The newest bedroom had belonged to my parents and had been put in around what had been the old back door, which now had a tiny hallway out to the yard and the door of their bedroom. I assumed, anyway. That’s the way it had been when I was fifteen.
As a kid, I’d always thought of our house as looming, its porch imposing and its dark windows—sometimes lit like a demon’s eyes, sometimes not—hollow.
Now, it just looked like a house. Weathered, but not uncared-for, the wood having aged to a greyish color and starting to splinter, but not to the point where it needed replacing. The shingles looked newer, maybe a handful of years old, and the steps leading up to the porch still had some of their blond-wood tone to them.
Except for where there were dark stains that my crime-scene-experienced brain knew immediately was blood.
“Are you—” Elliot began.
“She died on the porch,” I said, my words sounding oddly flat even to my own ears.
“Yes,” Humbolt confirmed, walking over and looking in the direction I was facing.
“How do you know that?” Elliot asked.
“Blood on the stairs,” I replied, then forced my feet to walk in the direction of those same stairs.
“Seth—” Elliot hurried to catch up to me.
“What?” I asked him
“Are you sure this is a good idea?”
“No,” I replied. “But what else am I going to do?”
“I mean the…” He trailed off.
“Blood?”
“Yeah.”
“It might tell me more about what happened,” I replied.
He didn’t respond, but a glance over told me that his silence was one of agreement and resignation, not annoyance.
I stopped at the bottom of the stairs, pulling off my sunglasses to get a better look at the spatter pattern. In Richmond, we’d had a woman whose whole job was blood spatter and trajectories. Not in Shawano, so I’d done quite a bit of research into it because it bothered me that we’d only been guessing most of the time. Educated guessing, but still guessing.
Between spatter patterns and arson investigation and fire fighting, I’d learned a lot in the last year.

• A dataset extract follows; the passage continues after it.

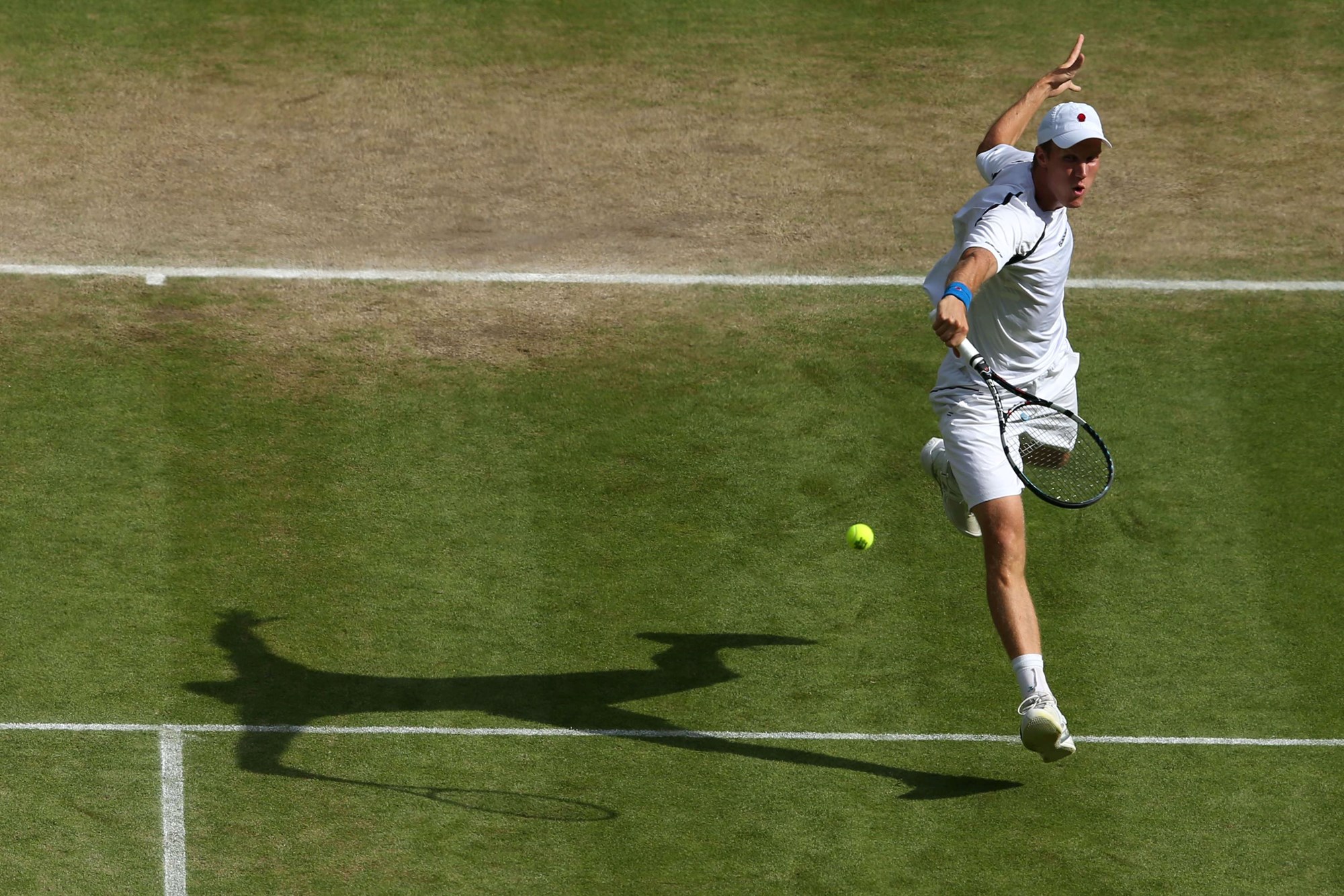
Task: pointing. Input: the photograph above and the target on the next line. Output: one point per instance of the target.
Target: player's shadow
(271, 691)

The stains on the stairs were the result of arterial spray mixed with spatter, most likely from her struggling against her attacker, and then smearing as the result of someone walking through or moving something through the blood and not being particularly careful about it.
I got close, very close. And then I saw one possible reason why they were so stuck on Noah—because I could see the outline of a wolf’s print in one of the smears of blood. If their CSI team was observant, they’d know that it was a wolf who had killed Momma. And, thanks to the Virginia shifter registry, they knew Noah was a wolf. They knew I was, too, but I had an alibi they couldn’t question, and Noah didn’t.
Shifter types ran in families.
So it was likely that if my theory about my father being a shifter was correct, he was also a wolf. Which meant that this print also fit with my theory that my father was a murderer.
“What did you find?” Elliot asked.
I pointed to it. “Wolf,” I replied.
“What’s a wolf?” Humbolt asked.
“Whatever walked through this blood,” I replied.
The lawyer bent down, his lips—visible because wasn’t wearing a mask outside—pursed as he studied the blood. “Where?”
I sketched the lines with my finger hovering over the dried blood smears.